Interact with a Model using vLLM

Running a vLLM Server Service​

Interactive services in Transformer Lab allow you to launch environments like vLLM Server to interact with models directly from the interface. This guide walks you through running a vLLM Server service.

Prerequisites​

Before running a vLLM Server service, ensure you have a Compute Provider set up and active.

  1. Navigate to Team Settings and set up a Compute Provider. Compute Provider Setup

  2. Make sure the provider is active by clicking on the health button. Provider Health Check

Steps to Run a vLLM Server Service​

  1. Go to the Interact page in Transformer Lab.

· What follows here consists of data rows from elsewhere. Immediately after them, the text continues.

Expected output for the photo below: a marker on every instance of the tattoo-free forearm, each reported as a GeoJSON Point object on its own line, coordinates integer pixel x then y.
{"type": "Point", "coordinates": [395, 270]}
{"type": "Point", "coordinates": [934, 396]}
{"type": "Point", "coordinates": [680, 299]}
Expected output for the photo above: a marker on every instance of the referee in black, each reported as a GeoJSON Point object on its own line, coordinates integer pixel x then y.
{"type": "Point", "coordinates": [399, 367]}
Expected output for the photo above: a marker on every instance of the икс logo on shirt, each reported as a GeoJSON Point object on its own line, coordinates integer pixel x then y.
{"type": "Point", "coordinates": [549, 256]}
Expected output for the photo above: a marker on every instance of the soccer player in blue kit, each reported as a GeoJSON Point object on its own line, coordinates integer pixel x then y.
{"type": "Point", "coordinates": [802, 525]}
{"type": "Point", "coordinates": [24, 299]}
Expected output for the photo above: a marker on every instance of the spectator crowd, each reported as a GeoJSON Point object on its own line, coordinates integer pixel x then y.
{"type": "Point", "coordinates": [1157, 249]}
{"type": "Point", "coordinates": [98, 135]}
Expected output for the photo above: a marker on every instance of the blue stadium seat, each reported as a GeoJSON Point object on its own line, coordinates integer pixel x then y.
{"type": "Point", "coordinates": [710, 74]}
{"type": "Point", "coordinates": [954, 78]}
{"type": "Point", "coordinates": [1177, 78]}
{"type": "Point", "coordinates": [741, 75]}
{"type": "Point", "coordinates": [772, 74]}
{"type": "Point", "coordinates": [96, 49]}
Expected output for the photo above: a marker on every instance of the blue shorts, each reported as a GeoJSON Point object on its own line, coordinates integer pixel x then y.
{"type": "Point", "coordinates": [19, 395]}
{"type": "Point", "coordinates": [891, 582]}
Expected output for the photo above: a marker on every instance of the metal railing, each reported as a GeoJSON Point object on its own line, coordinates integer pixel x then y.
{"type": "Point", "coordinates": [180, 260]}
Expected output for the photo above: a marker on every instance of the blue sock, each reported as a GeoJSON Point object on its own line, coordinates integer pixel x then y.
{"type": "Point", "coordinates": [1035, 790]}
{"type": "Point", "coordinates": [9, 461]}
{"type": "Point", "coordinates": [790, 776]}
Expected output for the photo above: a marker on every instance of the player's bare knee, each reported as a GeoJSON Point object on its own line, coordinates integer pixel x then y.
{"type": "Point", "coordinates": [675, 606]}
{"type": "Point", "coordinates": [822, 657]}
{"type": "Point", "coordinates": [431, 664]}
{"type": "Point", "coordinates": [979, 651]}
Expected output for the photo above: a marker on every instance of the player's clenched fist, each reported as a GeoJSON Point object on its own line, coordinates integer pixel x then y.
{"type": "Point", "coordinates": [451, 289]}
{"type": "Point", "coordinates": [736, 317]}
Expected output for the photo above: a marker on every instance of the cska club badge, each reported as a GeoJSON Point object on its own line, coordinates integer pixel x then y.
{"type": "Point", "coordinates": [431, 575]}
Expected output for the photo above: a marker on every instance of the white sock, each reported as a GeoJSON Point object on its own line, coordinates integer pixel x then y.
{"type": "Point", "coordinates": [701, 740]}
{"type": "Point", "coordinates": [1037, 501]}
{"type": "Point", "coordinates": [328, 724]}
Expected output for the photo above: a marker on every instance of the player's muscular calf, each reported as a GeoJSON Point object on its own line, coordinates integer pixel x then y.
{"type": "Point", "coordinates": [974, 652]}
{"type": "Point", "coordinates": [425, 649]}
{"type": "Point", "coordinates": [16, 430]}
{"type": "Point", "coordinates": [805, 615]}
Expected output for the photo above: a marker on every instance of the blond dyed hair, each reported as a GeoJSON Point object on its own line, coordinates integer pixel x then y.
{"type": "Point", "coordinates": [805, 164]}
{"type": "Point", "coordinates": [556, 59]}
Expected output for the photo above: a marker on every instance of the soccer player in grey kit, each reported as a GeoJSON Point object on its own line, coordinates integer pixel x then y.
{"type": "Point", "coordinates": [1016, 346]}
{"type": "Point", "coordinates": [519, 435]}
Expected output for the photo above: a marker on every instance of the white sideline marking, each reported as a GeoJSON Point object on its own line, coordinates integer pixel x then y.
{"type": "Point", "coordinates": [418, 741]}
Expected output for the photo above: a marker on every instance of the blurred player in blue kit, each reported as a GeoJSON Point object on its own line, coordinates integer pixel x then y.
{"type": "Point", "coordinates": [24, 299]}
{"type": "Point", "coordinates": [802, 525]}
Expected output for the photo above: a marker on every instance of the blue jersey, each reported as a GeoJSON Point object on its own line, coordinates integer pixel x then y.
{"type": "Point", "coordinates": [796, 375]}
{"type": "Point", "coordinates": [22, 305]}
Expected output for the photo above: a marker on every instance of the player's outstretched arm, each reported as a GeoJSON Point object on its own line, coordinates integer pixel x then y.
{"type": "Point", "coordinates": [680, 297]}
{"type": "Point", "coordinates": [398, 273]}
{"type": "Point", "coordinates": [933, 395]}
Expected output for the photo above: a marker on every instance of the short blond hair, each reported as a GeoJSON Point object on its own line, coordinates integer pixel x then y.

  2. Click on the "New" button to create a new interactive service. Interact Page New Button

  3. Select "vLLM Server" as the type of interactive service to launch. Select vLLM Server

  4. Configure the service:

    • Enter a name for the service.
    • Select the Compute Provider to use.
    • Specify the resources: CPU, memory, and GPUs.
    • Provide the Hugging Face ID of the model to use.
    • Set the Tensor parallel size for the vLLM engine.
    • Provide any additional inputs if required (e.g., ngrok auth token for tunneling). vLLM Configuration
  5. Click "Launch" to start the vLLM Server service.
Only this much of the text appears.